Bewley got Tommy doing push-ups with his hands on rings, and then on medicine balls, and then with each hand and both feet balanced on four individual medicine balls, a feat few other athletes at PFP can match.

“People see him do it and they are like, oh my gosh, look at Tommy! It’s incredibly demanding,” Bewley says. “The confidence boost he gets from that? These big lacrosse kids come in and they can’t do it. These big football kids come in and they can’t do it.”

And the consistent commitment and attention to detail necessary to achieve a feat like that has also earned Tommy another confidence boosting recognition: Being named PFP’s Athlete of the Month for March.

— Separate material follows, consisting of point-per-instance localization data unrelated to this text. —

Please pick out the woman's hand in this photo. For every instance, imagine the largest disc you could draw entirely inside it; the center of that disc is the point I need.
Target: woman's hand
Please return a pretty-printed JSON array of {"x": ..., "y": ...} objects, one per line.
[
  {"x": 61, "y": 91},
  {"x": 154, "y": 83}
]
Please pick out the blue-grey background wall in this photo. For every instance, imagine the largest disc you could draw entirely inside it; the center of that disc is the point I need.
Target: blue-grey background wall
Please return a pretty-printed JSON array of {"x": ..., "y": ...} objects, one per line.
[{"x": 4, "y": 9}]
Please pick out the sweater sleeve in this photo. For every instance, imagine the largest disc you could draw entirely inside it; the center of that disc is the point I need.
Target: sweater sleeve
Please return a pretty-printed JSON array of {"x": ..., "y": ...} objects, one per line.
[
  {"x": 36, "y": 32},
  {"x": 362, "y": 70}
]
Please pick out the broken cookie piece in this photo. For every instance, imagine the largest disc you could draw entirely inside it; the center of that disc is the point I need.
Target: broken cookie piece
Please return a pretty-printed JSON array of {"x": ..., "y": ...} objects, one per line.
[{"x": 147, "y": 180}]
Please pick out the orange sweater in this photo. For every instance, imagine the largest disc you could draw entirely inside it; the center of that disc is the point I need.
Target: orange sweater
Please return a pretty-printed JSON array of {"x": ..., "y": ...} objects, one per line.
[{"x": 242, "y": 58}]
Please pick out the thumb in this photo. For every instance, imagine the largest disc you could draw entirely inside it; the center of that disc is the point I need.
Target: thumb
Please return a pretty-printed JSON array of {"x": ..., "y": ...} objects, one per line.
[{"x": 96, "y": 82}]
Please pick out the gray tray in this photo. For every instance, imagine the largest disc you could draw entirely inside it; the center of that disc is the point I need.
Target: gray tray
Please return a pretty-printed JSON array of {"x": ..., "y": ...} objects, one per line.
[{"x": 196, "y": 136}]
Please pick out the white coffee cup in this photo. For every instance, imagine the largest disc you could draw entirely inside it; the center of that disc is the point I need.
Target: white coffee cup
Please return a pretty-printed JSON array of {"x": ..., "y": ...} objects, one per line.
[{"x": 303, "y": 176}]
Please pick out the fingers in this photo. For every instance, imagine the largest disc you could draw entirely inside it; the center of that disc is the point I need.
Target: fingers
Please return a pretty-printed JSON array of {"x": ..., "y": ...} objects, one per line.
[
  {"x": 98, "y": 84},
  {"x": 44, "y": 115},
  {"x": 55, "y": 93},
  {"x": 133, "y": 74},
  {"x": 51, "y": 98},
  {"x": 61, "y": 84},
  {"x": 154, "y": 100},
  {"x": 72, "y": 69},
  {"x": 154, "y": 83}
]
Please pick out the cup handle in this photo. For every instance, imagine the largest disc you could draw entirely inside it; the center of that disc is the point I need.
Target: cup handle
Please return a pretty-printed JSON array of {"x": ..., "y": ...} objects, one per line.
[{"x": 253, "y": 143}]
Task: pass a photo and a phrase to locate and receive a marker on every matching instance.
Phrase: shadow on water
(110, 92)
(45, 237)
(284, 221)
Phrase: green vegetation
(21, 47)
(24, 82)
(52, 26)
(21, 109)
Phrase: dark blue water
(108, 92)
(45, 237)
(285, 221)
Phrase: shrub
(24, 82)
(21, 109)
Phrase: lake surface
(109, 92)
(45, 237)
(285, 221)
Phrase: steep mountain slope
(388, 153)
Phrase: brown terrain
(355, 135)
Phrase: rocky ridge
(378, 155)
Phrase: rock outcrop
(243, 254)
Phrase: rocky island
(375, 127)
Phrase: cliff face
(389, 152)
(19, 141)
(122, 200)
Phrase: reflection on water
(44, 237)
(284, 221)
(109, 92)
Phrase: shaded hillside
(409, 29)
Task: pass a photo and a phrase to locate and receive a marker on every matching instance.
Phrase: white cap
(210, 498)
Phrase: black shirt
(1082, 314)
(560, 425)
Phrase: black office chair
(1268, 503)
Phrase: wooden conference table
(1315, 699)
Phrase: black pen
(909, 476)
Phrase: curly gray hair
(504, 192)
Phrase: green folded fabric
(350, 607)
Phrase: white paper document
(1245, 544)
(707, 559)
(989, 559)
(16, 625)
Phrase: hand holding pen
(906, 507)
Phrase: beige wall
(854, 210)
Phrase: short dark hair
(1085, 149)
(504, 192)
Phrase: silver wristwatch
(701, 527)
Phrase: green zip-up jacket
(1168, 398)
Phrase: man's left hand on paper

“It’s amazing being Athlete of the Month and I am glad they chose me,” he says. “If you had shown me 15 months ago, I never would have thought I would have come this far.”

And that growth in self-confidence really has spilled over into other areas of Tommy’s life, such as his debut performance with the high school robotics team.

“In January they got the instructions on the type of robot they are supposed to build, and several people came up with a plan. All of their ideas failed, but Tommy’s passed — They are actually using it on the robot,” Chris said. “So as a freshman, here he is coming on to a solid team that’s gone to nationals several times and he had the confidence to say, ‘hey, I’ve got an idea.’ He’s stepping forward.”

And stepping up. In the past year Tommy has taken up hiking, tackling Mt. Rainier with his family last year, and plans to accompany them to the Swiss Alps this summer. He’s considering becoming an astrophysicist after college.

“I don’t know what that is other than watching Big Bang Theory and all that,” Chris says, “but he has aspirations for doing big things and he’s not one bit scared about it.”

“He’s going to be the next Elon Musk,” Bewley adds.

But for now, with four years of high school ahead of him, Tommy’s taking things one step at a time and focusing on growing, day by day, into a better version of himself.

“I want to get my confidence and my self-esteem to where I can be happy about myself and make great improvements in my strength and health,” he says.

That’s Tommy Wolcott’s why. What’s your why?